Part I: Foundations gives the reader a resource for leading groups of educators through processes to increase student achievement. It focuses on the common ground that all educators hold true: Values, mindset, intelligence and skill.
Values ground the leader in the belief of what is truly important. MacDonald lists five: collaboration, shared leadership, goal setting and attainment, rigorous discourse, and continuous improvement. A mindset is what the educational leader believes in her core about student’s capacity to learn which directly impacts effectiveness in the classroom. Intelligence is as MacDonald describes it, “not IQ but EQ. It is the ability to be attuned to and respond to emotions in self and others.”
And finally, skill: “a skillful approach to overcoming hurdles requires a team leader to anchor her leadership in the five foundational values (listed above)…to hold the mindset that every teacher has the capacity to learn and change, and to read and respond effectively to the emotional climate that a hurdle creates.”
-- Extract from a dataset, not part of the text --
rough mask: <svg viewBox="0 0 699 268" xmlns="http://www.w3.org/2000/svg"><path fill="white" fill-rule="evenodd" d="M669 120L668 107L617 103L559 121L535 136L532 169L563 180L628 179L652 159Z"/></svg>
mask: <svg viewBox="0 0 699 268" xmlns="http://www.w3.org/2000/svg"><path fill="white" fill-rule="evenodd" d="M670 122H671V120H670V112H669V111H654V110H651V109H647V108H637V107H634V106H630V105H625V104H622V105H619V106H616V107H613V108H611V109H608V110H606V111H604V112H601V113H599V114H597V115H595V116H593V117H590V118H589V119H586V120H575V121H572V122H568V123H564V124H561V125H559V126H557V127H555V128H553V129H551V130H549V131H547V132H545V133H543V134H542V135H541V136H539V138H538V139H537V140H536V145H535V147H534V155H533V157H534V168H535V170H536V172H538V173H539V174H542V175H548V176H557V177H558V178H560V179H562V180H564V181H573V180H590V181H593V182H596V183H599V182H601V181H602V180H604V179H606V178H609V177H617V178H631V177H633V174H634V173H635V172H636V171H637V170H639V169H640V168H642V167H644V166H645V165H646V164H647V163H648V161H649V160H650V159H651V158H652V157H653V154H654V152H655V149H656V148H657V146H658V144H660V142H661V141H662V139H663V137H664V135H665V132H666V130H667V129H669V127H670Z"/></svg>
MacDonald proposes three steps that skillful leaders can use to overcome obstacles: identify the hurdle, explore possible causes, and select the most appropriate measured response, given the situation. MacDonald offers many possible responses to potential hurdles throughout the book.
Overcoming the hurdles
In Part II: Hurdles, MacDonald illustrates each of the core values and describes the barrier to establishing that value, in the context of school culture. Hurdles are the pushback on what the values represent. Each chapter in Part II defines a value, explains why the value is important, and then describes nuisances associated each hurdle. MacDonald tells us how these values (as well as the hurdles) affect school culture and offers an action planning tool that the leader can share with her team to discuss not only the values but also the barriers listed.
In the final chapters, MacDonald shares resources such as surveys, charts and team experiences which bring home the content that she describes in each chapter.
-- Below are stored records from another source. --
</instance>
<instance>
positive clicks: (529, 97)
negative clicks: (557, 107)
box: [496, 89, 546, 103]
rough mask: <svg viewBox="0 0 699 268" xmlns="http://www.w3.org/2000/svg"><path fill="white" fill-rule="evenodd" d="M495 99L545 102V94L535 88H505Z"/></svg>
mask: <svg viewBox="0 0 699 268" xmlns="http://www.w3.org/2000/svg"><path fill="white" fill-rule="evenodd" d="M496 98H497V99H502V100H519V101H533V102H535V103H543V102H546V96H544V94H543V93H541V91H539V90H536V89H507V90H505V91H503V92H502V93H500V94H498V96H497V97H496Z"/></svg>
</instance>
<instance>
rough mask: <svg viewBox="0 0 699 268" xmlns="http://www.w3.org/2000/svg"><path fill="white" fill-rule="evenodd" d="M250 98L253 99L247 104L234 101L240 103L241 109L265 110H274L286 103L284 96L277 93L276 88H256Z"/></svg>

As readers work their way through MacDonald’s clear and compelling discussion, the book becomes a powerful resource through which we can actually understand how, with insightful leadership, teams can overcome barriers to collaboration and change the entire learning environment for the better.
Three reasons to keep leading
MacDonald concludes with some personal remarks that speak to the value of leadership even when the challenges are great and the hurdles frustrating. She offers three reasons why she continues being an educational leader and explains the benefits of actually struggling through each obstruction that is described in the previous pages.
One reason, she says, is personal learning and growth. “With each hurdle I encounter, I better understand the complexity of leading. I learn how to anticipate and avoid; I learn how to effectively respond.”
MacDonald’s second reason is Teaching. Within this description, I deeply appreciate her representation of true collaboration, which is often not easy and can be quite messy.
“I discover a more impactful way of reaching students when a colleague suspends my assumptions and prods me to think deeply about my practice, when my words or actions have an impact on someone else’s beliefs about him- or herself as a teacher, when I know I’m contributing to a professional learning culture, and, above all, when my colleagues and I motivate one another to continuously learn and change in order to be our best selves.”
The first and primary reason to continue to work with teams, according to MacDonald, is to benefit students. “Seeing the impact of my team’s learning on students keeps me motivated to continue leading adult learners.”
Her sentiments remind me of what Maya Angelou says about hurdles. “Love recognizes no barriers. It jumps hurdles, leaps fences, penetrates walls to arrive at its destination full of hope.” Doesn’t that explain it all?
Geralyn Schmidt, Sister of Christian Charity, is the Wide Area Network Coordinator at the Diocese of Harrisburg, Pennsylvania. She is responsible for professional development programs for every age learner. An educator for 28 years, Sister Geralyn blogs for Voices from the Learning Revolution.